O plano de contingência foi elaborado conjuntamente pela equipe do Distrito Sanitário Especial Indígena Guamá-Tocantins, DSEI-Guatoc polo Santarém e pela coordenação da FPEC/Funai, e tem em vista o disposto na Portaria Conjunta 4.094 de 20.12.2018 em que Ministério da Saúde e Funai determinam as diretrizes da atenção à saúde para povos isolados e de recente contato.
A base estabelecida na TI Zo’é conta com uma sala para procedimentos médicos de média e alta complexidade, o que permite um alto índice de resolubilidade em área, decisiva na promoção da saúde Zo’é. Por isso, no último ano, não houve remoção de nenhum paciente para Santarém. No segundo semestre de 2020 o Iepé adquiriu, com apoio da Nia Tero, um respirador, um monitor multiparamétrico digital, um aspirador cirúrgico e cilindros de oxigênio que foram doados aos Zo’é. Isso propiciou o atendimento primário em caso de infecção pelo novo coronavírus.
Essa ação integrou o “Plano Emergencial do Iepé para enfrentamento da Covid- 19 na região do Amapá e norte do Pará”, implementado em parceria com o DSEI Guatoc, DSEI Amapá e Norte do Pará, CR Macapá da Funai, FPEC/Funai, Coordenação das Associações Indígenas da Amazônia Brasileira (COIAB) e organizações indígenas da região, Expedicionários da Saúde, Greenpeace. A implementação do plano de contingência contou com apoio financeiro da Nia Tero, Embaixada da França, Embaixada da Noruega e Rainforest Foundation Norway.
Os resultados positivos do povo Zo’é destoam quadro desolador a nível nacional. A não implementação de planos de contingência em inúmeras Terras Indígenas é objeto da Arguição de Descumprimento de Preceito Fundamental (ADPF) 709 em que a Articulação dos Povos Indígenas do Brasil – APIB e seis partidos apontam ações e omissões do poder público no combate à epidemia da Covid-19 entre a população indígena.

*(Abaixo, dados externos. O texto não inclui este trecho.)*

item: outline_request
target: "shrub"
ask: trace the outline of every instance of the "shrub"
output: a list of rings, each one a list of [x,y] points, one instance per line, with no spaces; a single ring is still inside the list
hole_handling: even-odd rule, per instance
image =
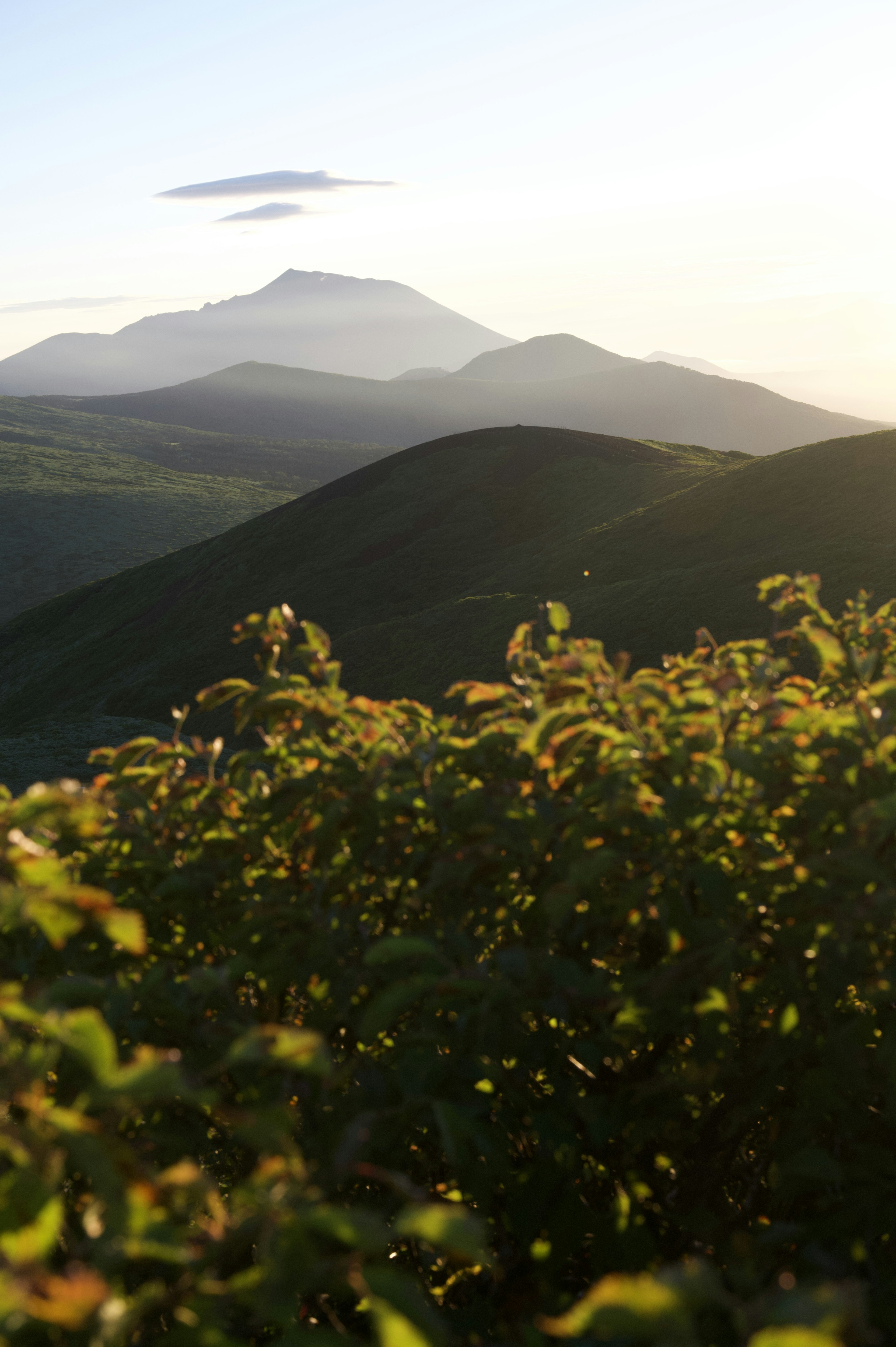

Estratégias Zo’é de proteção
Riru, 16 anos, é um dos jovens que manteve nos últimos meses uma rotina de escrita em língua zo’é a respeito do seu cotidiano. Traduzimos um trecho do seu diário, enviado para o Programa Zo’é em julho de 2020:
“Na base da Funai, na região do Kejã, o coronavírus ainda não existe. Por enquanto estamos apenas evitando o Kejã, não vamos mesmo até lá. Longe mesmo nós permanecemos. Estamos comendo bastante macaco gordo nas regiões mais afastadas. Longe do coronavírus nós permanecemos. Então quando nossa comida acaba, nós fazemos bastante farinha. Faremos bastante mesmo, depois nos espalharemos de novo pelo Erepecuru, pela boca do igarapé Orima, pela aldeia Chumbo. É por esse rumo que nós comemos trairão. O pessoal do rio Kare também vai andar, vão pela boca do igarapé Tararin.”
O relato original, em língua zo’é, foi incluído em material de leitura elaborado pelo Programa Zo’é, do Iepé, como informativo sobre a pandemia dirigido aos jovens letrados que se encontram em formação e como reforço às diretrizes acordadas para seguir impedindo a chegada do novo coronavírus à TI. O apoio logístico do Iepé às ações de vigilância sob responsabilidade dos Zo’é e à dispersão territorial teve continuidade ao longo deste período, cumprindo-se as necessárias medidas para prevenção durante a compra e a entrega de itens relacionados à produção cotidiana e à promoção da mobilidade.